New Philippine Bill Would Restrict Vessel Movements Within Archipelago
Philippine Congressman Rufus Rodriguez has proposed a bill to curb maritime encroachment by foreign vessels in the nation’s waters. The bill seeks to create designated sea-lanes for foreign ships while transiting the Philippines’ archipelagic waters, the region surrounded by the Philippines’ main home islands. The bill also covers similar encroachment to the nation’s airspace, prescribing a jail term of six months to two years, or a fine of $1.2 million for captains and pilots found to violate the law.

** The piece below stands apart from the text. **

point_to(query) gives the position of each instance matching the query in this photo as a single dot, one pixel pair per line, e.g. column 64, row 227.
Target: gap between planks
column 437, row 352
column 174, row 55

The proposed bill seeks to set specific coordinates designating the sea-lanes and air routes for sailing and flight of foreign ships and aircraft within the boundary. Further, the bill states that vessels and planes should not deviate more than 25 nautical miles from the designated passage routes. Any form of research activity is also prohibited unless approved by the Philippine government.
In the previous session of congress, the bill passed but failed to get senate backing. Rodriguez hopes it will sail through in this round of voting.
According to Article 53 of UNCLOS, an archipelagic state may designate “sea-lanes and air routes suitable for the continuous and expeditious passage of foreign ships and aircraft through or over its archipelagic waters and the adjacent territorial sea.” To date, only Indonesia has taken advantage of this obscure provision of the treaty, which is solely applicable to island nations.
UNCLOS gives the Philippines the right to designate sea lanes within the archipelagic baseline, the area contained by solid red lines above (Illustration courtesy of the U.S. Department of State)
The bill would strengthen the Philippines’ hand in controlling the movements of vessels in waters close to home, and would send a message about its intent to exercise maritime sovereignty elsewhere. The area of most frequent friction with foreign (Chinese) vessels is in the Spratly Islands, located far to the west of the province of Palawan – within the Philippine EEZ, but far outside of the nation’s archipelagic waters.